Friday, September 09, 2005

Krauthammer Plays The "Blame Game"


Today, Charles Krauthammer tells us who we should blame for the post-hurricane fiasco in New Orleans. I can't argue too much with his essential points, as I've posted similar sentiments here - Blame Bush all you want, but state and local authorities bear responsibility, and the federal disaster management "professionals" who displayed astonishing incompetence bear responsibility and Bush, though bearing responsibility for the appointment of those incompetents (both at DHS and FEMA) and for not kicking them in their butts after their initial fumbles, can appropriately delegate responsibility for this type of disaster. But he loses me with his last two points - blaming Congress for making DHS too bureaucratic? Blaming the American people for not supporting good energy policy?

That last point in fact seems inconsistent with his earlier claims.
This kind of stupidity merits no attention whatsoever, but I'll give it a paragraph. There is no relationship between global warming and the frequency and intensity of Atlantic hurricanes. Period. The problem with the evacuation of New Orleans is not that National Guardsmen in Iraq could not get to New Orleans but that National Guardsmen in Louisiana did not get to New Orleans. As for the Bush tax cuts, administration budget requests for New Orleans flood control during the five Bush years exceed those of the five preceding Clinton years. The notion that the allegedly missing revenue would have been spent wisely by Congress, targeted precisely to the levees of New Orleans, and that the reconstruction would have been completed in time, is a threefold fallacy. The argument ends when you realize that, as The Post noted, "the levees that failed were already completed projects."
(That's a great initial straight line, but I'll resist the temptation.)

It would be more correct to assert that the consensus view of scientists and climatologists is that there is insufficient evidence to suggest that recent Atlantic hurricanes represent anything but part of a climatic cycle. There is a scientific consensus that global warming has not changed Atlantic wind patterns so as to affect Hurricane formation or strength. There are, however, scientists who look at sea surface temperatures, known to contribute to hurricane strength, and suggest that those temperatures are increasing as a result of global warming with a resulting increase in the severity of hurricanes. Time will tell - either the recent pattern will subside and the Krauthammer group will say "I told you so", or the pattern will continue to a point where it becomes statistically impossible to attribute the hurricanes to normal weather cycles, and other hypotheses will take the fore.

It is also reasonable to assume that the proposed projects which might have prevented this type of disaster, even if given the full backing of the Bush Administration, would have been far from completion and probably would not have made any difference.

But how do I reconcile the claim, "There is no relationship between global warming and the frequency and intensity of Atlantic hurricanes" with the blame, "The American people ... have made it impossible for any politician to make any responsible energy policy over the past 30 years"? Once you remove climate change from the equation, what does energy policy have to do with the disaster in New Orleans? (Also, did I overlook Krauthammer's columns where he took on the Bush Administration's energy policy, and its permitting energy interests to effectively write its energy bills?
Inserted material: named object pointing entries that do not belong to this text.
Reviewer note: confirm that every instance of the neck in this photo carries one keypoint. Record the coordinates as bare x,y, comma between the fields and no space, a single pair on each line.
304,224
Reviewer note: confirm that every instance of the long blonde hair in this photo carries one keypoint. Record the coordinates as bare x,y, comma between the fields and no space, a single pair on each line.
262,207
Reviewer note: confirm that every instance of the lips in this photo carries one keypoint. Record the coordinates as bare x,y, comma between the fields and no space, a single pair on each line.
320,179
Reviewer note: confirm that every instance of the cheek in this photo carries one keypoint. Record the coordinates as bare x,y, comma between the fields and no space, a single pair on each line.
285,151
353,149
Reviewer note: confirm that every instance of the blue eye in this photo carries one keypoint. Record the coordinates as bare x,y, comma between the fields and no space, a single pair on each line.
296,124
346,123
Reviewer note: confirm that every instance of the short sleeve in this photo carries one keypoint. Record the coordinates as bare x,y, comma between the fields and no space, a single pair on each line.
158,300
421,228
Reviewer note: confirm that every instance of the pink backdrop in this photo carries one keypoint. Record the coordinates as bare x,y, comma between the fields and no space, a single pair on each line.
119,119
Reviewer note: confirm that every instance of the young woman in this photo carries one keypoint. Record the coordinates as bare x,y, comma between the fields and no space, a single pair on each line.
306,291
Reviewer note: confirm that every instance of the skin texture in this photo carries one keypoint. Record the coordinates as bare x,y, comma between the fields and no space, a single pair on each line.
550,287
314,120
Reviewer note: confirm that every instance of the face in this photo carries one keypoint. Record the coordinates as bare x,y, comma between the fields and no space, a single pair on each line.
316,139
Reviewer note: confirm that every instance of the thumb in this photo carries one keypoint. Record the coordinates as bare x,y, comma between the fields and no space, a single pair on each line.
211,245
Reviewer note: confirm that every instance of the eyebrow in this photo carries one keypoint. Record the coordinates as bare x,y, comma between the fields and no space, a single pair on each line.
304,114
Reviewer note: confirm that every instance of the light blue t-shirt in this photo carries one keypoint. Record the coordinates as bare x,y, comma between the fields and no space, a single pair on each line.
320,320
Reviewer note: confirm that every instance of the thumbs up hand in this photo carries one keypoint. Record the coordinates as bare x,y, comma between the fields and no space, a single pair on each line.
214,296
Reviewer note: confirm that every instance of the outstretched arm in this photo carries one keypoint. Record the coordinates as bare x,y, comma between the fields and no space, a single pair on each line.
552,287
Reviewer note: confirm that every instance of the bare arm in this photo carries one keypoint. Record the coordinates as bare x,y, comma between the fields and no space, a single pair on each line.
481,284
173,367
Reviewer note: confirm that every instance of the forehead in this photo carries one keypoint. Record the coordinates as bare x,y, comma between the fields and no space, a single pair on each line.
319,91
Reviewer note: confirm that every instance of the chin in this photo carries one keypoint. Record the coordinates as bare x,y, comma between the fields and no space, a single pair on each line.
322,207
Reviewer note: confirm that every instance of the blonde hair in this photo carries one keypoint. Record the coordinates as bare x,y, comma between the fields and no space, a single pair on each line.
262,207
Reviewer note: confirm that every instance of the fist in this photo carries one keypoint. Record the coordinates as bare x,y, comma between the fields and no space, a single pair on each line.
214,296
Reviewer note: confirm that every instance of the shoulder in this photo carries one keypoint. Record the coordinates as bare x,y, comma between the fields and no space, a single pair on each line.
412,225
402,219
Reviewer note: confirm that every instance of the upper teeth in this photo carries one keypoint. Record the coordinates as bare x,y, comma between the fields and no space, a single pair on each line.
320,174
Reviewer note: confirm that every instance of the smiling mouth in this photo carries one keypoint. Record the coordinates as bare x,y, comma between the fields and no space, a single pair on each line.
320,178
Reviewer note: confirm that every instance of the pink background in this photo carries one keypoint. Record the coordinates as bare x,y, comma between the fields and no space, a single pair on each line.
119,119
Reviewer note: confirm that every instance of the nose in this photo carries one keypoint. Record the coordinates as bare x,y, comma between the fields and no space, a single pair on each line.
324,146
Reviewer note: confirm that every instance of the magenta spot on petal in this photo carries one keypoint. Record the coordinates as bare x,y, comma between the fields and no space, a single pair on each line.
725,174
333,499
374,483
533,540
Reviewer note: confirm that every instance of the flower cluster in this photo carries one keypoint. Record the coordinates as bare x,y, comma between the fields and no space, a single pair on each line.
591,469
Perhaps he's describing himself as a microcosm of the "American people"?)

And what of his introduction?
In less enlightened times there was no catastrophe independent of human agency. When the plague or some other natural disaster struck, witches were burned, Jews were massacred and all felt better (except the witches and Jews).

A few centuries later, our progressive thinkers have progressed not an inch. No fall of a sparrow on this planet is not attributed to sin and human perfidy. The three current favorites are: (1) global warming, (2) the war in Iraq and (3) tax cuts. Katrina hits and the unholy trinity is immediately invoked to damn sinner-in-chief George W. Bush.
As much fun as Krauthammer has pretending otherwise, the heirs to the "less enlightened times" he describes are not political progressives. They are "religious leaders" like Pat Robertson, who pray for the death of Supreme Court Justices, and blame gays, wiccans, and Planned Parenthood for disasters (natural and man-made). I know Krauthammer is an ideologue, but is he too closely aligned politically with the "religious right" to even notice what its more extreme elements are actually saying about this disaster (or 9/11)?